Sergei Vinogradov
16.06.1869 - 05.02.1938
“A European from head to foot—not only in his appearance, but his whole nature, beginning with his views on art and ending with how he painted!” That is what Sergei Vinogradov’s friends and acquaintances had to say about the artist. Yet he had been born into the family of a clergyman in the settlement of Nekrasovskoye in the Yaroslavl Region (formerly the village of Bolshiye Soli in Kostroma Province). But he managed to acquire an excellent education: first at the Moscow school of painting, sculpture and architecture, and later at the Academy of Arts in St. Petersburg. He himself taught at the Stroganov Institute of Art for several years. A member of the intelligentsia and a first-class expert on paintings, Vinogradov‘s works were frequently exhibited - he travelled around Europe and was acquainted with well-known artists. He is even said to have discovered the work of Paul Cezanne. A pupil of Vasily Polenov and an admirer of Isaac Levitan, he took part in creating the Russian Artists’ Union; Igor Grabar wrote about the outstanding organizational qualities of Vinogradov: “His contribution is very productive (…) he can tell who is playing the fool, but talented, and who is worth nothing.” After the revolution, Vinogradov organized exhibitions of Russian art abroad.
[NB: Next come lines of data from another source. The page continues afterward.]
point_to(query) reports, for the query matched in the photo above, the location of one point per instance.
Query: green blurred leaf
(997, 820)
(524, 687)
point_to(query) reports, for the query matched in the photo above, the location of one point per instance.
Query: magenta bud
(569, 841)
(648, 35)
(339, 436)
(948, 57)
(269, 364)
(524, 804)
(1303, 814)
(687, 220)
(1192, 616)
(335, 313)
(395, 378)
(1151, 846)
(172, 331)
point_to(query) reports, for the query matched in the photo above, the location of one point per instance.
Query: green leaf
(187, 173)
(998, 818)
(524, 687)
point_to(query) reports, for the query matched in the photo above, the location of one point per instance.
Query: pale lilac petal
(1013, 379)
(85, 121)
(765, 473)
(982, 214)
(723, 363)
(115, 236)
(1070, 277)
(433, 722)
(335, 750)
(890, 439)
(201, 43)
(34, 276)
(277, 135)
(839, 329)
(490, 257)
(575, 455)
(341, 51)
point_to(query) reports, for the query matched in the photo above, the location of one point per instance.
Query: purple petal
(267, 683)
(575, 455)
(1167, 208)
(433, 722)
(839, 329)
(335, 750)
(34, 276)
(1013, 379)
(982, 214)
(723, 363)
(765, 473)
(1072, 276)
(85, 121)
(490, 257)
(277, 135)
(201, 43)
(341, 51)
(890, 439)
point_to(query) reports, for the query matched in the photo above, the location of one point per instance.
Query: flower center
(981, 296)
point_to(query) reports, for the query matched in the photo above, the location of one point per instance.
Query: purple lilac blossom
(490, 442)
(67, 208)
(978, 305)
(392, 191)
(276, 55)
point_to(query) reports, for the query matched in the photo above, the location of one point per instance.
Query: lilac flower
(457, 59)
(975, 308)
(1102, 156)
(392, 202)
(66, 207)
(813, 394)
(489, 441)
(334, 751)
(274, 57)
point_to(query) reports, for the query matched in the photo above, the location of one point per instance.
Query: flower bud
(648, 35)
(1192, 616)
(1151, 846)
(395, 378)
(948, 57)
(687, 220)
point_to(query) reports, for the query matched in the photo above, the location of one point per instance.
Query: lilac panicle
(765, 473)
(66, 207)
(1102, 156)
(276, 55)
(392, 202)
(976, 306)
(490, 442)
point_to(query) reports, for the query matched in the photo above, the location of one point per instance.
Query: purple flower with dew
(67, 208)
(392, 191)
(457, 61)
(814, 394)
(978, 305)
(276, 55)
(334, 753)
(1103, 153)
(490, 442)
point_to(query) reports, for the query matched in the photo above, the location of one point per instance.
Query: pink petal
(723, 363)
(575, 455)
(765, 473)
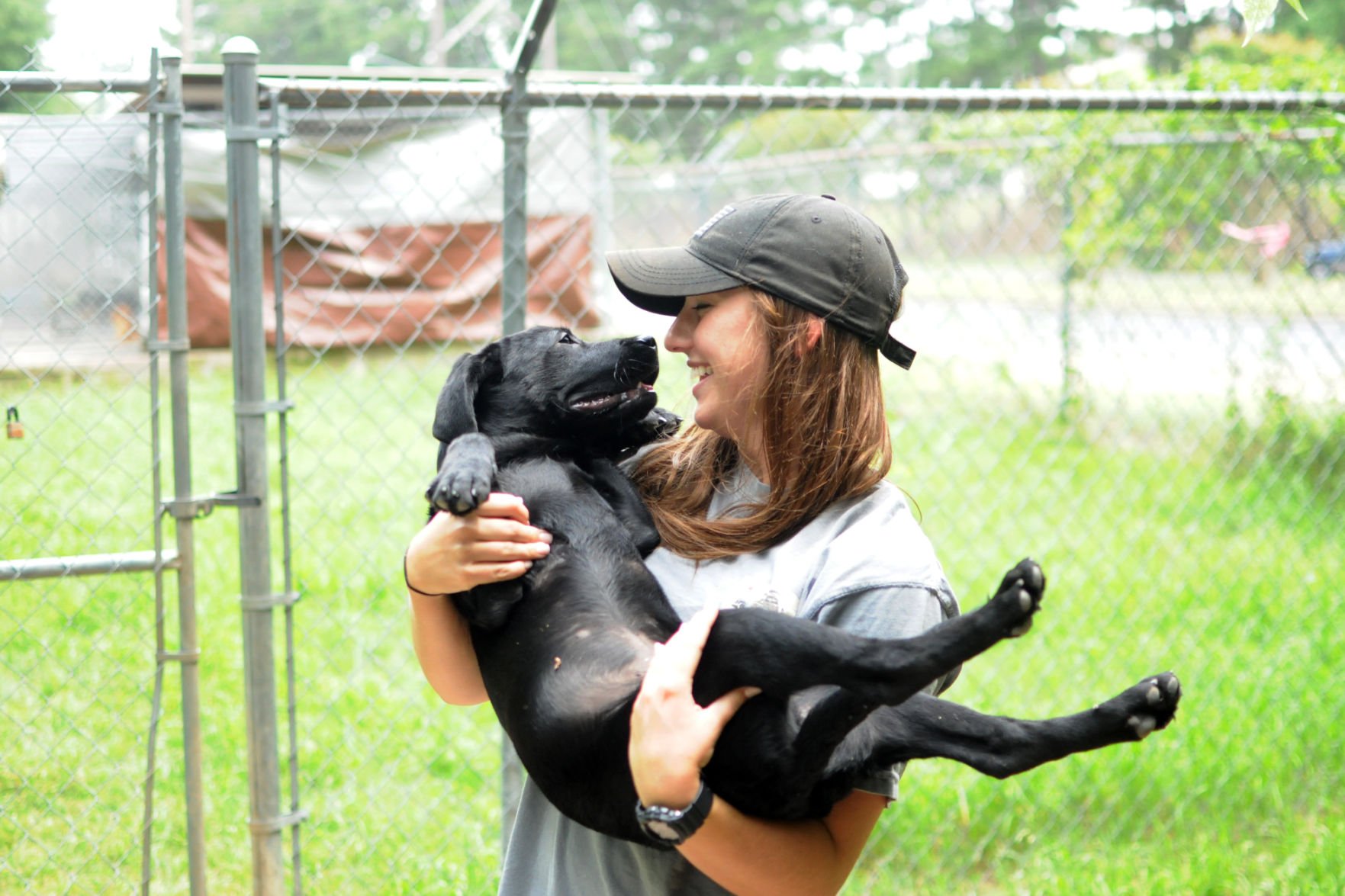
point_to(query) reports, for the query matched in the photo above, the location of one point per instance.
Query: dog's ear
(456, 412)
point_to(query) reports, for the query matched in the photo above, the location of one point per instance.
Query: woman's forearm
(751, 856)
(444, 649)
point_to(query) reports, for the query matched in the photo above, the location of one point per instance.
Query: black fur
(562, 650)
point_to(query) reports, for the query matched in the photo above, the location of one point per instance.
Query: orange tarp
(391, 284)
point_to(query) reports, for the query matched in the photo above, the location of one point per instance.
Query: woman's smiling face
(724, 342)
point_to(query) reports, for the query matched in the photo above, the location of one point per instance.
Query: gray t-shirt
(862, 565)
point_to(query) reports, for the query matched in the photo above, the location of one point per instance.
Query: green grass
(1174, 538)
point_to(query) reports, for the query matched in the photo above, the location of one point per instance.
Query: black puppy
(564, 649)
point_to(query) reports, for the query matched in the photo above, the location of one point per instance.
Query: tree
(23, 26)
(315, 31)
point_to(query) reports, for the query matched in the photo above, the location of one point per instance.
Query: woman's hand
(494, 542)
(671, 736)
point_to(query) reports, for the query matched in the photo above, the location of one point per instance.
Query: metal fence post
(178, 348)
(249, 353)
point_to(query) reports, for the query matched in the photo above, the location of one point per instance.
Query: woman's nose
(678, 336)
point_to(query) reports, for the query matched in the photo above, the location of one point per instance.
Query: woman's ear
(811, 336)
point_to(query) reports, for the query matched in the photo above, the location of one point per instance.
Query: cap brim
(659, 279)
(897, 353)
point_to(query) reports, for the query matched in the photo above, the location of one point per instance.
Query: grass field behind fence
(1177, 538)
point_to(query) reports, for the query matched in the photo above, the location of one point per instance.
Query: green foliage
(23, 24)
(326, 33)
(1122, 199)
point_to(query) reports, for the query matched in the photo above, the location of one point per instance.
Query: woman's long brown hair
(825, 438)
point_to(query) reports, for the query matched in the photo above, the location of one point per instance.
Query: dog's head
(548, 382)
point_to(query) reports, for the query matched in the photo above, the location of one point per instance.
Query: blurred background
(1123, 230)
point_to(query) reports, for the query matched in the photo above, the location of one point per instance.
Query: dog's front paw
(1020, 596)
(661, 422)
(1146, 707)
(465, 478)
(458, 493)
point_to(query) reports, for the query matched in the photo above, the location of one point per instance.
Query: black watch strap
(670, 827)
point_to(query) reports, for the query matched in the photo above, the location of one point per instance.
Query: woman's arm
(671, 739)
(452, 554)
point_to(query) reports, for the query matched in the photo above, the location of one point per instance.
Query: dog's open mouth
(611, 400)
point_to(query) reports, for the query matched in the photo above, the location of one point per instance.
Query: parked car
(1324, 259)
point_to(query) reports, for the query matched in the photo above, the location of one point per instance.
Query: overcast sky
(96, 35)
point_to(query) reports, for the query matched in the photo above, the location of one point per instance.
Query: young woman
(774, 496)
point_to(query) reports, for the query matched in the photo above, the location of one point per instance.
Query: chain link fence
(1126, 371)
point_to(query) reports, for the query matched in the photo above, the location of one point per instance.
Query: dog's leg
(930, 728)
(782, 654)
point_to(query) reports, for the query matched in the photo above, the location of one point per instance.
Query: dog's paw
(1020, 596)
(465, 475)
(1146, 707)
(659, 424)
(458, 491)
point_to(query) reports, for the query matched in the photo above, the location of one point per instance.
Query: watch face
(662, 830)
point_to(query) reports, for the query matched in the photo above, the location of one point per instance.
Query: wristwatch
(670, 827)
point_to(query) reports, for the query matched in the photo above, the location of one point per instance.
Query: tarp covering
(393, 234)
(393, 284)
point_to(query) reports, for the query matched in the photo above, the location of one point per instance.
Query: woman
(775, 496)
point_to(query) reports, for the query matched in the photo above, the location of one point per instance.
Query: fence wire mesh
(77, 480)
(1129, 369)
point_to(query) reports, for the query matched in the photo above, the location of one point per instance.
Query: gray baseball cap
(812, 252)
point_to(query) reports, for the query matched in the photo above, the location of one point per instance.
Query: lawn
(1173, 537)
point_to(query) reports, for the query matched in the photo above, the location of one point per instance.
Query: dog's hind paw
(1020, 596)
(1146, 707)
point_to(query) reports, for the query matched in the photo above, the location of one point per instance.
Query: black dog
(564, 649)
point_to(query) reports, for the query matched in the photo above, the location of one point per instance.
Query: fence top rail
(375, 91)
(331, 85)
(56, 82)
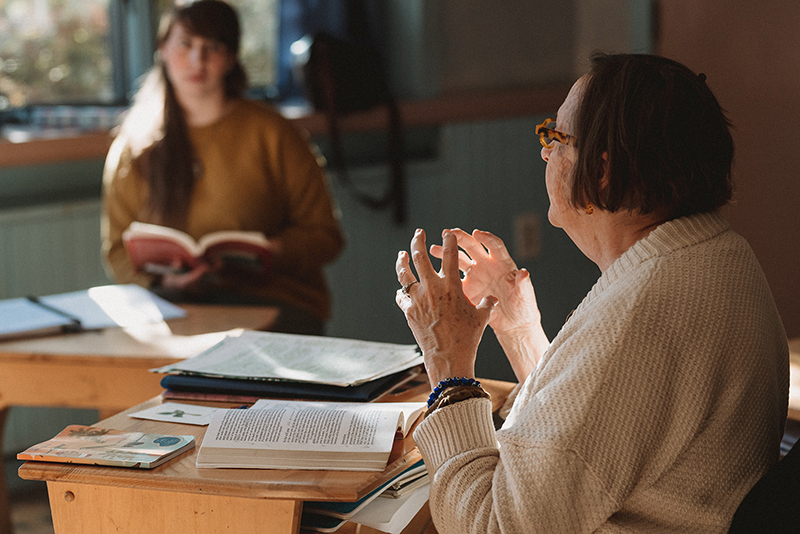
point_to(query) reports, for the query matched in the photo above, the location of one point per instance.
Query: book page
(306, 426)
(319, 359)
(255, 238)
(140, 229)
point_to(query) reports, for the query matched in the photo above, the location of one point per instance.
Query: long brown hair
(156, 127)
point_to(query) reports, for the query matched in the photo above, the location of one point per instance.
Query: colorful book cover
(102, 446)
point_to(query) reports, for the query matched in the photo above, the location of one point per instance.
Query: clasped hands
(447, 313)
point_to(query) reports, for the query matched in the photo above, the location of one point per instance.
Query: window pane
(259, 20)
(54, 51)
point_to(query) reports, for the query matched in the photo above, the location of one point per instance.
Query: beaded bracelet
(456, 394)
(448, 383)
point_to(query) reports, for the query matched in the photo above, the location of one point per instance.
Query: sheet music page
(318, 359)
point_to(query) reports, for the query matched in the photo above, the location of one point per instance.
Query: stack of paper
(90, 309)
(385, 514)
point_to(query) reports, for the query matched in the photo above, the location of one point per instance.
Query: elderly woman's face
(560, 159)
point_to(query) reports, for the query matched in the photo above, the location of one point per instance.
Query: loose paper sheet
(324, 360)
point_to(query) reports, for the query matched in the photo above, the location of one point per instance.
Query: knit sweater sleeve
(480, 485)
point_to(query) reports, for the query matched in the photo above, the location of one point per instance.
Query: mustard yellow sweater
(657, 406)
(259, 174)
In 1923 he, together with his colleagues Konstantin Somov and Igor Grabar, left the Soviet Union to set up a show. The exhibition opened a year later in New York and then went on to several other cities in the USA and Canada. But Sergei Vinogradov never returned to post-revolutionary Russia. He settled instead in Riga, where he opened his own school of art, and painted and taught right up to his death 12 years later.